Turbeville sued FINRA in Florida state court, alleging defamation, abuse of process, intentional interference with a prospective advantage, and conspiracy. FINRA removed the case to federal court. Turbeville filed a motion to remand, and FINRA filed a motion to dismiss. The district court denied the motion to remand and granted the motion to dismiss.
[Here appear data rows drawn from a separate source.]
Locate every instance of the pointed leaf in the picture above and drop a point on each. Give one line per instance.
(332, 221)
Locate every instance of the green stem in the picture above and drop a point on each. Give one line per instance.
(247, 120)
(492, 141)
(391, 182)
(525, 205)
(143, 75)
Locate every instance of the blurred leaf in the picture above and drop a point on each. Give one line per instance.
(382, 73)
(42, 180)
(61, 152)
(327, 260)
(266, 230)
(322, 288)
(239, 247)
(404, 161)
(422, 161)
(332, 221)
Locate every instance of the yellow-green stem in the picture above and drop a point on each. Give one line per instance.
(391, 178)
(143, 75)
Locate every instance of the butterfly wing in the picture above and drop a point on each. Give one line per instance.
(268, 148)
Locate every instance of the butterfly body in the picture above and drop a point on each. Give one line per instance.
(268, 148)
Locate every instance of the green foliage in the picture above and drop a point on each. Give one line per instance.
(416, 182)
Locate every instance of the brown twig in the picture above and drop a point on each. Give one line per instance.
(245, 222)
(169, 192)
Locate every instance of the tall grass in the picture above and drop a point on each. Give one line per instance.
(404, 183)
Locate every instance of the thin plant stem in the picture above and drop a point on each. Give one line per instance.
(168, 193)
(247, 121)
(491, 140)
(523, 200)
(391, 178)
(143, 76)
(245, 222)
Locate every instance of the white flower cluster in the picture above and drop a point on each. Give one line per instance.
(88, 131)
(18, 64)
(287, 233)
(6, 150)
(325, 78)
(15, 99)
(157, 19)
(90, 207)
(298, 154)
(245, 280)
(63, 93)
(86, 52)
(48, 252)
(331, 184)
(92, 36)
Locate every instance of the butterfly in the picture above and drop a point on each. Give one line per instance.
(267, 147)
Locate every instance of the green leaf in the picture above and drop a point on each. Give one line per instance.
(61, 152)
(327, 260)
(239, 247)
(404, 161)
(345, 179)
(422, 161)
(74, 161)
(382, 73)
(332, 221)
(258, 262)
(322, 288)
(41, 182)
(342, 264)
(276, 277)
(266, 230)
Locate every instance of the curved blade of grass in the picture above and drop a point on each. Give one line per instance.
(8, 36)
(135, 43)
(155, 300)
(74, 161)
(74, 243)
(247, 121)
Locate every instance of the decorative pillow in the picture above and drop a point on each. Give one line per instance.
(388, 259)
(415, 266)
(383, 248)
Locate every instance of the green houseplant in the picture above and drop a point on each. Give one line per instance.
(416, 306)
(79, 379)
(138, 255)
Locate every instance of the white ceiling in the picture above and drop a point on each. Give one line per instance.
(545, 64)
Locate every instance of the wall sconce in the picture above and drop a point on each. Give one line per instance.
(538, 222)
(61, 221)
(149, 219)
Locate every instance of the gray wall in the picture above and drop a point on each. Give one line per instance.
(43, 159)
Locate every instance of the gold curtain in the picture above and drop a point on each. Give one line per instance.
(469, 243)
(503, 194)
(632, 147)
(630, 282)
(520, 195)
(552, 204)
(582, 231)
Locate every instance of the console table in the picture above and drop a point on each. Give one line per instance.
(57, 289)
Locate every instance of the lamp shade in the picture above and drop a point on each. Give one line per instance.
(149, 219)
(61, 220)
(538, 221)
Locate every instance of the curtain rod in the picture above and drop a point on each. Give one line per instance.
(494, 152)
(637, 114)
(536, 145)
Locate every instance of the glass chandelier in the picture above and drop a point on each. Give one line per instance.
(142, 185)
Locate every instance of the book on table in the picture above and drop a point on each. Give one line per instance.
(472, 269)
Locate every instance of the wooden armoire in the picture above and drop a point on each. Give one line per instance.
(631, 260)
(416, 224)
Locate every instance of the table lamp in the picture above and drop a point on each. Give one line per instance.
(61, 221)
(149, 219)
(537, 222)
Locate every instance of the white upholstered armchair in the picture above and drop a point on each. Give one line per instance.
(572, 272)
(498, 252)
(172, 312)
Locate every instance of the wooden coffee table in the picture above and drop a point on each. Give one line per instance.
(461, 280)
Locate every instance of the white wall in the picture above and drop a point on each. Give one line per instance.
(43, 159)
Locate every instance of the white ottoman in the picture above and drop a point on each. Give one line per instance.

The Eleventh Circuit, in an opinion written by Judge Tjoflat and joined by Judge Rosenbaum and Judge Danny C. Reeves visiting from the Eastern District of Kentucky, affirmed. In analyzing the jurisdictional question, the court looked to the substance of Turbeville’s ostensibly state-law claims and concluded that they were “fundamentally a challenge to an SRO’s compliance with its internal rules while carrying out its regulatory and enforcement functions.” Thus resolution of the case would require interpretation of FINRA’s rules, “[a]nd because those rules and regulations are promulgated according to the Exchange Act’s mandates, their interpretation unavoidably involves answering federal questions.” Indeed, Turbeville’s action against FINRA “turns on the existence of a federally supplied right of action,” because if such a right of action were to exist, it would have to be supplied by the Exchange Act, which “creates SROs, vests them with a first-line role in the enforcement of federal securities law, and mandates creation of internal rules to govern their disciplinary and disclosure actions.”
But, the court continued, no such cause of action exists. “Congress did not intend to create a private right of action for plaintiffs seeking to sue SROs for violations of their own internal rules.” The Exchange Act bestows no such right, the court held—“[i]n fact, the internal appeals and administrative-review processes created by the Exchange Act confirm that no private right exists.” Those internal processes, enacted in accordance with federal law, rule out a “parallel” private right of action in court—“If actions like Turbeville’s are permitted, fifty state courts would be authorized to supervise FINRA’s regulatory conduct and its application of its internal, SEC-approved rules through the vehicle of state tort law,” a result inconsistent with the Exchange Act.The bottom line, at least in the Eleventh Circuit, is that a registered representative must go through the FINRA hearing/NAC/SEC/Court of Appeals process set forth in the Exchange Act, and cannot resort to a state-law action against FINRA. “Although a person regulated by an SRO might find the prescribed remedies incapable of assuaging the reputational harm he suffered as a result of the SRO’s regulatory and disciplinary conduct,” the court noted, “he chose to accept those limitations on recovery by affiliating himself with an SRO-governed firm.”